Sacramento Electronic Music Festival 2012
Day 1: Thursday, May 3, 2012
Friday, May 4 was the official Northern California monthly installment for the alt-electronica club night Low End Theory in San Francisco, but an unofficial preview tested the booming systems of Harlow’s on Thursday, May 3 for the opening of the Sacramento Electronic Music Festival. Lorn, Dibia$e, Jonwayne and DJ Nobody are proven low end theorists, earning their stripes at the Los Angeles weekly event held at The Airliner. The four beat masters sent heady vibrations through onlookers’ sternums and the venue’s foundation, but like every year at the SEMF, local electronica talent is in grandiose display.

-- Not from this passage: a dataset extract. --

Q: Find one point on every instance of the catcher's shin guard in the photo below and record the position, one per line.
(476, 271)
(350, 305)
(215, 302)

It felt as though we were on the move at the third annual SEMF. The round robin of sets in Harlow’s, upstairs at MoMo’s, and DJ sets on the patio had me hesitant to settle in. Decisions had to be made, compromises even, but the careful selection of performers this year almost guaranteed no disappointing sets. Whatever room you occupied was the place to be at the SEMF.
Jonwayne took the stage for Dibia$e’s set, to streamline raps, while Dibia$e played selector, mutating his beats with glitch takes, warping from track to track without throwing off his rapping amigo in flip-flops. The set bled into Jonwayne’s slot, as he returned the mic to the stand, plugged in his beat machine and rattled the walls with menacing cuts that blended Southern trap rap bravado like Rick Ross’ proclaiming, “I’m treated like a king when I’m dining,” with boss level 8-bit beats and the baritone keys of a grand piano.

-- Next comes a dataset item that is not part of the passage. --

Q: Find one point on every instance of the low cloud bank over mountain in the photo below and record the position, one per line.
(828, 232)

The Low Enders are the genuine article, but I found great pleasure in the discoveries, particularly Satellites. The presence of the wooden Pandora’s Box known as the Monome was a rare sight to behold, since I can only think of two other beat makers (Daedalus and Galapagoose) who are masters of its magical properties. He’s impossible to Google, so I still know jack shit about him. But Satellites’ push-button magic set an introductory tone for the L.A. vibes that followed.

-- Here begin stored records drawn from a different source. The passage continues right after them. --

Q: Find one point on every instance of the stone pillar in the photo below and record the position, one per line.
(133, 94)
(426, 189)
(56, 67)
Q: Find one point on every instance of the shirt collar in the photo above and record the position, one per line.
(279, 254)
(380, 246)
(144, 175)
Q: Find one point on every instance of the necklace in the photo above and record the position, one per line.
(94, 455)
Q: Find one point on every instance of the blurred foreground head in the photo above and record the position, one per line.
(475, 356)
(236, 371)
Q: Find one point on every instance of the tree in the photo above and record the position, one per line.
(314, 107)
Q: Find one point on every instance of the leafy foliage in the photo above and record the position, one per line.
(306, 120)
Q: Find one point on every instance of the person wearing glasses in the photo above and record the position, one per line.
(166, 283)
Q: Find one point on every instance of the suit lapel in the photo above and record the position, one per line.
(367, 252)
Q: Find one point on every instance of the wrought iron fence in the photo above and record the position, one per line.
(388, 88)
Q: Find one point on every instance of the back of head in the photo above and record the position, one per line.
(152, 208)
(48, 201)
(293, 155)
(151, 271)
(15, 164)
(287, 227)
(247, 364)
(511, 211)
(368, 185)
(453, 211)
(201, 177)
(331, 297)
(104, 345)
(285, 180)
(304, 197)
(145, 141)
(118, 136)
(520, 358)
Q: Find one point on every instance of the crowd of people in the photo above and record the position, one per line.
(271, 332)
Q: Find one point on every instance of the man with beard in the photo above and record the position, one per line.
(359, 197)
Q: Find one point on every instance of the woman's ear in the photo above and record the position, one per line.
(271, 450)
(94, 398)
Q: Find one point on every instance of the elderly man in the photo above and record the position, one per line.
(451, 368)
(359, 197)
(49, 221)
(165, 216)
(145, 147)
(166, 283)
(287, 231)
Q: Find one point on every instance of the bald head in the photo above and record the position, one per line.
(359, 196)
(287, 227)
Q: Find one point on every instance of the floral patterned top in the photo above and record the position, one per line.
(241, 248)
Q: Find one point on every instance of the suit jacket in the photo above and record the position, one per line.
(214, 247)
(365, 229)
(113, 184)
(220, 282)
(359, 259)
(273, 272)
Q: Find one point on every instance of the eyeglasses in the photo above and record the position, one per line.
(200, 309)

Local performers like Paper Pistols, Doom Bird and Dusty Brown instilled the 916 pride in our festival. My hope is that the out-of-towners lurked around for the Dusty Brown set and that word will spread regarding our secret weapon. Dusty Brown opened with the unveiling of two new songs before delivering cuts from his concise and captivating This City Is Killing Me EP, which is destined to be a local classic. Opening with unfamiliar material reeled me in. It’s a dangerous move, but the group is justified in its confidence in their new music. I’m more than ready for a new Dusty Brown album.